I do not find it accurate, nor find much use for, the concept that children are inferior beings, or in some way untenably naive, or “half-formed”.  Adults’ play at sophistication and adult “freedom” is nothing more than a charade, where we wave our arms about and holler in an attempt to pretend, to other adults, that we aren’t afraid of anything. It’s a heartbreaking game, really, but it’s silly too. We only keep up the pretense around other grownups. The story of “The Emperor’s New Clothes” takes on quite a bit of meaning when it comes to our inner lives, don’t you think?

Most children are demonstrably in touch with qualities we come to wish we had, the older we get. If one lives long enough, sooner or later we come to a place where we remember something from our childhood, some quality we had – or perhaps a habit we lacked – and we will wonder how we changed, and feel some regret, some sadness. Remember how fearless I was in this regard? Remember how kind I was, without prejudice? Remember how easily I could feel happiness – and how openly I expressed sadness? Remember how quick I was to forgive? Remember how deeply I loved?

The really wonderful thing is, we can return to our childhood.
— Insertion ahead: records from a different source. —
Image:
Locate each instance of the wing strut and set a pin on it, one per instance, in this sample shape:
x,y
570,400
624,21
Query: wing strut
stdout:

There is no going back, and often there is no forgetting the past. But all the same, we can “become like little children”, as Jesus said, and inherit our spiritual kingdom. We can learn to be fair, to be kind, and to consider the feelings and experiences of other sentient beings.

Ah yes… empathy. Spiritual exercises can restore us empathy – and the restoration of empathy can be quite a wild ride! Fortunately, our adult mind – and the adult virtue of patience – can help us navigate our responsibilities when this new awareness threatens to overcome us. In fact, years ago one of my mentors told me this: that as I progressed spiritually, there would come a time I would behold so much suffering, waves and waves of suffering, and my heart would swell and break. Neither she nor I knew it at the time, but she’d just described the experience of Compassion – which means, “to suffer with or alongside”.

Re-learning empathy has not struck me dead. It has not made me suddenly unable to work, or pay bills, or speak in a social setting – although all of my life has been profoundly affected. Empathy has caused me to look deeper, and deeper still. Can I experience empathy for other peoples, even ones who seem like villains? Can I experience empathy for the animals in my life, and the animals exploited on our earth? What will happen if I open myself to these experiences? How will I clothe myself? How will I protect myself? How will I eat? How will I pay rent? How will I survive?

Remember… none of us survive.

It seems obvious now why so many people actively resist empathy. It can be a very scary path to consider. A “slippery slope”, as they say.

Tonight I ask you: who do you struggle with, when it comes to empathy? Who – an individual, or a class or category of person, or a class or category of animal, do you feel fear, and anger, when you think on them? Write these entities down. Just one or two, to start with.

I’ll do the same – and we’ll talk about it tomorrow.